Ways to Use Your New Phrasal Verbs
Here are some ways that you can and should practice these phrasal verbs
- Use them in a conversation. This could be in class, or on the street, (if you live in an English speaking country).
- Try them out on a friend who is also learning English
- Write them in a sentence. You can post your sentence here in the comment section and I’ll correct what I can.
- Google the phrase to see how other people use it.
Just use the phrases every day, in whatever way you can.
This week’s phrasal verbs are sweep along/swept along/swept up, pull ahead, bring up
sweep along/swept along/swept up means that someone is being caught up in something, or moved by something. This can happen emotionally, or physically. When someone is swept away emotionally, it means that someone is greatly affected emotionally by something. For example if someone is at a wedding, and someone gives a moving toast, a person may become so swept up that they cry.
- I didn’t realize how swept up I was by the bride’s father’s toast about how he felt like he was gaining the son that he never had, until I realized I was crying.
That emotion could include anger, sadness, joy, or inspiration.
- Once again, being swept up in anger he lashed out and said things he didn’t mean.
Swept along or swept up, can also refer to something being physically moved. Usually when this happens something is being moved in water. For example a boat can be swept along by a strong current.
- The little girl watched with tears in her eyes as her doll was swept up and carries out to the ocean.
This phrasal verb can also refer to someone getting caught up or very involved in a story or situation. This story may or may not be a lie or a trick. For example, someone may get over involved in a friend’s problem. In this case someone would be emotionally involved in their friend’s situation. This would usually lead to strong emotional feelings. The emotional situation can be something positive or negative.
As earlier stated someone may get swept along by a lie or trick. For example a con artist may tell a very compelling sob story about needing help. A person may get so swept up in the story that isn’t true that it causes them to do something for the con artist, or give something to the con artists, that they wouldn’t usually do or give.
- I can’t believe I got so swept along by that liars story.
Pull ahead means to take the lead.
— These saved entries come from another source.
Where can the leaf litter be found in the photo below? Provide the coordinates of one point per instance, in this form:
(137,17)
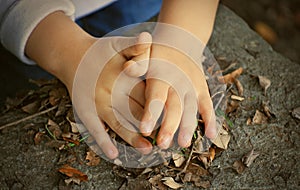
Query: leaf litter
(184,165)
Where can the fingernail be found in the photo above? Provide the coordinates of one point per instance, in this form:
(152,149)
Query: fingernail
(112,154)
(187,140)
(146,127)
(165,142)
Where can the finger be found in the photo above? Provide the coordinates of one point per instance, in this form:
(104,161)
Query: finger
(125,130)
(189,120)
(97,130)
(138,93)
(156,95)
(207,113)
(139,55)
(172,117)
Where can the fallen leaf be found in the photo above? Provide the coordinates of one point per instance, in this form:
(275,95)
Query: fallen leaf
(72,179)
(38,137)
(238,166)
(230,77)
(250,157)
(248,122)
(169,181)
(93,158)
(32,107)
(156,182)
(267,110)
(234,97)
(202,183)
(296,113)
(73,173)
(264,82)
(232,106)
(178,158)
(187,177)
(239,86)
(222,139)
(54,128)
(266,32)
(259,118)
(197,170)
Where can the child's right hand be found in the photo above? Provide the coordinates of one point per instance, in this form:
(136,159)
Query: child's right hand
(58,45)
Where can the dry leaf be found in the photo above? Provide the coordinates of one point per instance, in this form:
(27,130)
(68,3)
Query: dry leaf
(93,158)
(169,181)
(234,97)
(178,159)
(267,110)
(239,86)
(296,113)
(250,157)
(264,83)
(32,107)
(156,182)
(38,137)
(73,173)
(259,118)
(266,32)
(230,77)
(232,106)
(238,166)
(72,179)
(54,128)
(187,177)
(248,122)
(222,139)
(202,183)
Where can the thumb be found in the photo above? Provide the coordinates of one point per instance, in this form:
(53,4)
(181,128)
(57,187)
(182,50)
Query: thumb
(138,55)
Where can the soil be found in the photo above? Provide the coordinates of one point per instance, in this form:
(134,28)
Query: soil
(25,165)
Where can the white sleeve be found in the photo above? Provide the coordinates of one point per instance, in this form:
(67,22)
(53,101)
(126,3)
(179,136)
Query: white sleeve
(18,18)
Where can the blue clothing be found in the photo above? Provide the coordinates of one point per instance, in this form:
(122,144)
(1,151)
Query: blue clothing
(119,14)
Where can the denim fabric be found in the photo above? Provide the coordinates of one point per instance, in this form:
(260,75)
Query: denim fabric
(119,14)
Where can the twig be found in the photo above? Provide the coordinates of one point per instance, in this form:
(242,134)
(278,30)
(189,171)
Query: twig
(27,118)
(187,162)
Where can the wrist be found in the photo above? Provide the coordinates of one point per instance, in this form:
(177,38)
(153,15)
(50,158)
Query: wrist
(57,45)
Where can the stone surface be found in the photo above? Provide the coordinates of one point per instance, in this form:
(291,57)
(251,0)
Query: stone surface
(26,166)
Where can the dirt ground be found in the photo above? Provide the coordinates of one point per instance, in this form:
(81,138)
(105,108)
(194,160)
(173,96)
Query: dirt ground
(25,165)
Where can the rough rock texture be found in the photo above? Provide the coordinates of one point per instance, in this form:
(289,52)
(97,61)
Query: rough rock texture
(25,166)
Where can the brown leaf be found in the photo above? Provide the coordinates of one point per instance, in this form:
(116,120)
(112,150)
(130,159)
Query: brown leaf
(259,118)
(73,173)
(266,32)
(38,137)
(238,166)
(93,158)
(169,181)
(72,179)
(250,157)
(197,170)
(232,106)
(222,139)
(230,77)
(267,110)
(156,182)
(239,86)
(32,107)
(54,128)
(264,83)
(238,98)
(296,113)
(178,158)
(202,183)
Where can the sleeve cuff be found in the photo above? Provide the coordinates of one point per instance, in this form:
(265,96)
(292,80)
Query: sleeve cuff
(23,18)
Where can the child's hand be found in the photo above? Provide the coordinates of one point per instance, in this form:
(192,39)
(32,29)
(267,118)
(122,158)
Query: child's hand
(179,86)
(108,97)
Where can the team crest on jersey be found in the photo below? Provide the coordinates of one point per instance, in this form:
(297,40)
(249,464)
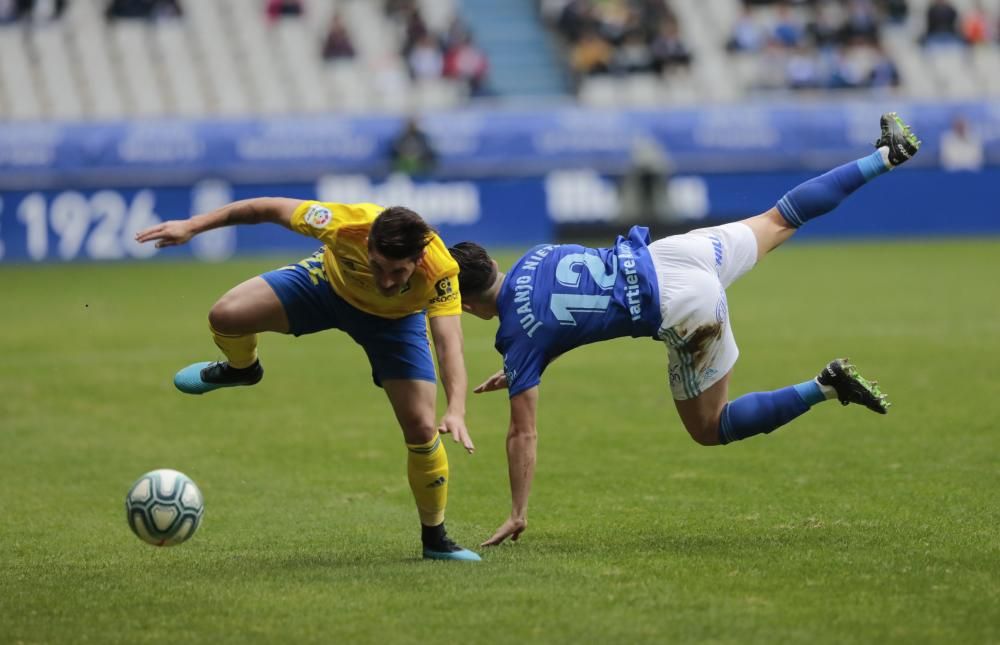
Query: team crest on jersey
(318,216)
(445,292)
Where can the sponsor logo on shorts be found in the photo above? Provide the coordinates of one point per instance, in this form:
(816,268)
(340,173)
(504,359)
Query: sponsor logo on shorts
(318,216)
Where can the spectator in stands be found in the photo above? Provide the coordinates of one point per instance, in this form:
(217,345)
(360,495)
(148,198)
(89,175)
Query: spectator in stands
(457,32)
(425,59)
(277,9)
(143,9)
(895,10)
(961,149)
(884,71)
(577,20)
(861,26)
(337,44)
(591,54)
(788,30)
(976,26)
(827,27)
(464,61)
(9,11)
(747,35)
(415,29)
(412,152)
(942,24)
(633,56)
(802,71)
(668,49)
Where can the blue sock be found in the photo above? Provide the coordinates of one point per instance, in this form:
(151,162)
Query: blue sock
(762,412)
(822,194)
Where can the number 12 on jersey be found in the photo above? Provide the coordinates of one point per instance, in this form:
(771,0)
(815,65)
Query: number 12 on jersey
(564,305)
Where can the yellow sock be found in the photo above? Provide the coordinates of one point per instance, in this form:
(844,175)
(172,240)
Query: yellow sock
(240,350)
(427,467)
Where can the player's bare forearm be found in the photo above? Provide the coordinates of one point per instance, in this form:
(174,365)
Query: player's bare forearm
(447,334)
(276,210)
(522,441)
(448,344)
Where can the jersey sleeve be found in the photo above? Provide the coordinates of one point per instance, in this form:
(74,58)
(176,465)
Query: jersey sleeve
(446,300)
(321,220)
(523,364)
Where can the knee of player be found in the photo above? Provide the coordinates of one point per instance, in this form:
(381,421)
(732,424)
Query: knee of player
(225,317)
(418,430)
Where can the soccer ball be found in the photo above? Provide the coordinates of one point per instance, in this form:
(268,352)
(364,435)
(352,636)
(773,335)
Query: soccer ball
(164,507)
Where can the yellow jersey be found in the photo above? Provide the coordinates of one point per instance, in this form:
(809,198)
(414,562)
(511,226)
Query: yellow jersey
(343,229)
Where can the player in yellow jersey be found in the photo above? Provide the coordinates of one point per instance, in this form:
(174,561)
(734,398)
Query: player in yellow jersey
(380,270)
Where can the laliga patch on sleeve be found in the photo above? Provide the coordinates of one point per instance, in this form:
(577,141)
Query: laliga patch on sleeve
(318,216)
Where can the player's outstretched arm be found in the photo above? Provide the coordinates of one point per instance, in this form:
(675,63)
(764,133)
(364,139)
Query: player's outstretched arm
(522,440)
(277,210)
(447,333)
(496,382)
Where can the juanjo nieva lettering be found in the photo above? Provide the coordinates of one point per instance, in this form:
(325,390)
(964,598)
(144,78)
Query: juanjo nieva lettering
(523,287)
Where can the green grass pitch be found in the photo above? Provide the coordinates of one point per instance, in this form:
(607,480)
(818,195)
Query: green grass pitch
(845,527)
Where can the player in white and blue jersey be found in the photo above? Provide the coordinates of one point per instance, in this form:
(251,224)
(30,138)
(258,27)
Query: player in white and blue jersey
(557,297)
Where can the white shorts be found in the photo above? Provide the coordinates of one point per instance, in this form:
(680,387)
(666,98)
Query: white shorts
(694,270)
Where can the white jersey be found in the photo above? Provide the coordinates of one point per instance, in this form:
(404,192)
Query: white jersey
(694,271)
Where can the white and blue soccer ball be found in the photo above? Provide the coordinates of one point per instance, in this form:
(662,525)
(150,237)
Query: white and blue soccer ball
(164,507)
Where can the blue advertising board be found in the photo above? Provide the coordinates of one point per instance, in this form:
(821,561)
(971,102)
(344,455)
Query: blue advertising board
(472,143)
(89,224)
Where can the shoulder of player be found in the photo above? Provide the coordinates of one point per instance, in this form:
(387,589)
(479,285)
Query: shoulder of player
(437,263)
(335,215)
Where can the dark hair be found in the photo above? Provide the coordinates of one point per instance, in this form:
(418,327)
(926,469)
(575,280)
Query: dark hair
(399,234)
(476,271)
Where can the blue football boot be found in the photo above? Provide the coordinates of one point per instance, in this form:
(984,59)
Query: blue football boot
(438,546)
(199,378)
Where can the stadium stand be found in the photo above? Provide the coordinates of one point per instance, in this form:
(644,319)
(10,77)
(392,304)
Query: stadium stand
(645,53)
(94,59)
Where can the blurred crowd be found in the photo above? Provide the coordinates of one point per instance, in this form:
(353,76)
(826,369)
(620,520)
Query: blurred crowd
(618,36)
(799,44)
(832,44)
(452,54)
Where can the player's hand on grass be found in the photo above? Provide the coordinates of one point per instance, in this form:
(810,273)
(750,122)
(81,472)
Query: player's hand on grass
(170,233)
(496,382)
(512,529)
(454,425)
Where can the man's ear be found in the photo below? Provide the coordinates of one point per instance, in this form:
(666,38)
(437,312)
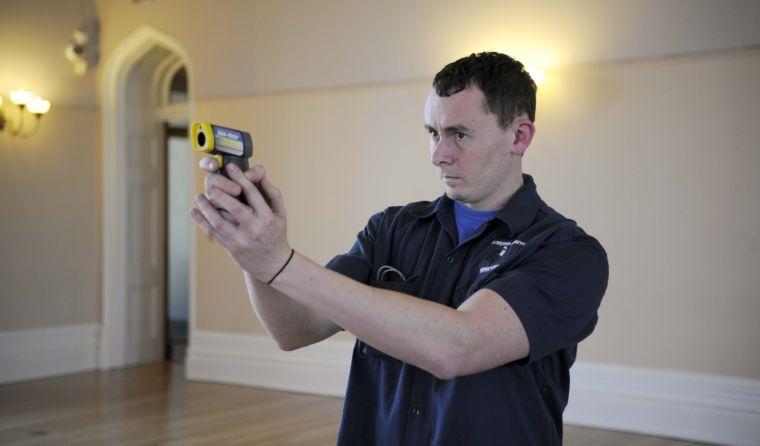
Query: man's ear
(524,131)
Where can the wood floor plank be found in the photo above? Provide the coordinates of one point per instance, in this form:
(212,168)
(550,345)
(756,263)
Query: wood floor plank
(155,405)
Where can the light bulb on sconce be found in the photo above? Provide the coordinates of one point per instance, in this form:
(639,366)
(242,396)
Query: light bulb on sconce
(27,102)
(21,97)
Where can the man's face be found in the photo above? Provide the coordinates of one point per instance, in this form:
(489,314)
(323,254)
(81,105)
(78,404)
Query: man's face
(469,149)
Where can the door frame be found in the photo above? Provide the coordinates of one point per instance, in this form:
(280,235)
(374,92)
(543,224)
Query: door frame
(112,345)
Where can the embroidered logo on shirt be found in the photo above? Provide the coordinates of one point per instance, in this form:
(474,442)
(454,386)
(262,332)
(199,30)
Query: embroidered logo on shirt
(494,259)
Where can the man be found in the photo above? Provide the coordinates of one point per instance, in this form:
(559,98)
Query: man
(467,309)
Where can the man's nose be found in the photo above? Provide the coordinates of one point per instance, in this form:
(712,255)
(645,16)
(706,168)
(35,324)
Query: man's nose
(442,153)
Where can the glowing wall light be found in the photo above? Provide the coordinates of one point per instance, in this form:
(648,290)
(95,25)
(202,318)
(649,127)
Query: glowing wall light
(26,101)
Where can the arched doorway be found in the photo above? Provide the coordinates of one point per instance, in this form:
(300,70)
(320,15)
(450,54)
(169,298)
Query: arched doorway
(138,108)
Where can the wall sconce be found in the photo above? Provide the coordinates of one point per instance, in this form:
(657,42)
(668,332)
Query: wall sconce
(25,100)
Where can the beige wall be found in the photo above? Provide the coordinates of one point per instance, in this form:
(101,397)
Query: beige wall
(50,183)
(655,158)
(652,156)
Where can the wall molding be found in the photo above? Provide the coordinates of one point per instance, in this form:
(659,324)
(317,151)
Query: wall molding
(684,405)
(46,352)
(255,360)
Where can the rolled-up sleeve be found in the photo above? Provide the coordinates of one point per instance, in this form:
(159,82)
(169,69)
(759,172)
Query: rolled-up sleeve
(556,293)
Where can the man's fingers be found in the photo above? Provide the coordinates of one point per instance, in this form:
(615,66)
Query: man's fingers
(252,194)
(206,227)
(223,183)
(225,229)
(239,212)
(208,164)
(275,197)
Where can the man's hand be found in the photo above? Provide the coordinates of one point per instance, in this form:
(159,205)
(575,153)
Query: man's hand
(255,236)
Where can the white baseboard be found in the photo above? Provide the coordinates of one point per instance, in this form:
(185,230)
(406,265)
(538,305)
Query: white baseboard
(255,360)
(691,406)
(683,405)
(46,352)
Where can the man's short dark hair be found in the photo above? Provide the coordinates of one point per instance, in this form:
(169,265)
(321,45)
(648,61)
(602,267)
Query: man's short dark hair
(507,86)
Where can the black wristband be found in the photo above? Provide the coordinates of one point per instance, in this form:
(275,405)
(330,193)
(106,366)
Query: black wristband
(292,251)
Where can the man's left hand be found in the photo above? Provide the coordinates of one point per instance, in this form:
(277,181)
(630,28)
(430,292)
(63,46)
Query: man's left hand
(257,238)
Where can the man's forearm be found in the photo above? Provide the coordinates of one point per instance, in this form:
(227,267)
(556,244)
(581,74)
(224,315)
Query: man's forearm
(291,324)
(417,331)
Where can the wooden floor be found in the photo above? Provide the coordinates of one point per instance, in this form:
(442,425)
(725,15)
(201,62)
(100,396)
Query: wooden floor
(154,405)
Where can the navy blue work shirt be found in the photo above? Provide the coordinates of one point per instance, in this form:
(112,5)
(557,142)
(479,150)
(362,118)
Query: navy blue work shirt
(547,268)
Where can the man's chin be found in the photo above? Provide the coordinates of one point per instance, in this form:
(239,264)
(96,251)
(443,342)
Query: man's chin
(454,194)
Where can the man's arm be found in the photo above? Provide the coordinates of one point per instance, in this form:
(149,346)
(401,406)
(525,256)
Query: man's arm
(482,333)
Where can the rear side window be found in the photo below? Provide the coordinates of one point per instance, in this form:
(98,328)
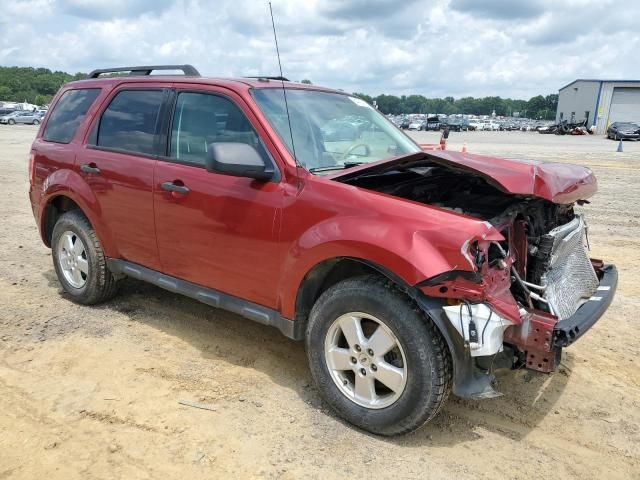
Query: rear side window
(68,113)
(130,121)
For example, let’s say two teams are playing a football match and the score is tied at 1. If one team scores a goal, then that team has pulled ahead. They have taken the lead in the game.
- It was so exciting to watch our team be able to pull ahead at the end of the game.
Pull ahead can also mean to get in front of someone or something. This is often used when talking about cars.
- Why don’t you pull ahead of me, and I’ll follow you.
Bring up means to mention or say something. This is usually something that someone had planned to say. It could be something positive or negative.
- I don’t want to upset you, but I feel like I have to bring up what happened last week.
It can also refer to reminding someone of something. The memory can be positive or negative.
- Seeing my old elementary school brought up feelings of playing with my friends on the playground.
Bring up can also mean to take care of or to raise a child.
- He was brought up by his grandmother.
It can also refer to how or where someone was raised.
- I was brought up in the suburbs.
- They were brought up on junk food.